Employee of the Month for October: Mark Arnold

Employee of the Month for October: Mark Arnold

Wood carving of a dragon by Mark Arnold
Another of Mark’s interests is woodcarving. He’s been carving since high school and enjoys working with different types of wood. This photo depicts the progression of one of his most recent projects; a dragon carved from mahogany.

Mark Arnold, Library Systems Administrator/Support Specialist, is the MSU Libraries Employee of the Month! Mark has been a part of the University Libraries family since 1993. We talked with Mark recently in relation to this prestigious honor. Here’s what he had to say:

What originally attracted you to library work?

“I’ve been excited about libraries for as long as I can remember.

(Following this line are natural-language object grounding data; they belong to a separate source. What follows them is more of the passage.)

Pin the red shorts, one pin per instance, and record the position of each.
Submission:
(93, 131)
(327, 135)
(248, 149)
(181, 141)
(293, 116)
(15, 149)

When my mom wanted to encourage me to do something I really didn’t want to do, she would bribe me with the promise of a trip to the Topeka library. A bribe that was readily accepted. I never really gave much thought to working in a library, however, until the opportunity came along. Needless to say I jumped at that chance as well. Computers and books! What could be better?”

Is there a library resource you’d like to highlight? Something you think is underutilized?

“Considering the stats I’m looking at, I can’t really say the room booking system is an under-utilized resource, but it is one I’m particularly interested in. Developing the system has been challenging (in a good way–most of the time) and it is one way that I think my work directly connects me with the success of our students.”

What book, author, artist, music, movie, show, etc. are you into right now? (Persuade us to like it too (or tell us why we shouldn’t!))

“My reading taste tends to be somewhat eclectic. I recently finished reading Kory Stamper’s Word by Word: The Secret Life of Dictionaries. (If you haven’t read it yet, you should. Where else could you find that the words virulent, virus, weasel, ooze, and bison are all related? You’ll have to read the book to find out how.) I have three e-reading apps on my tablet. Currently one is splitting time between reading about Laravel (a PHP programming framework) and Angular (a Javascript framework). Another has Hans-Rudolf Wenk’s Minerals: Their Constitution and Origin open (a bit of a tough slog, but I’m a glutton for punishment). The third app I’ve been using to re-read a bunch of Luke Short novels that have recently been released as e-books. I’m also working my way through Brooks Blevins’ A History of the Ozarks, Volume 1: The Old Ozarks. This is another must read. And the maps are great, too. Not surprisingly since they were provided by Jim and Amy of our Maps and GIS unit.”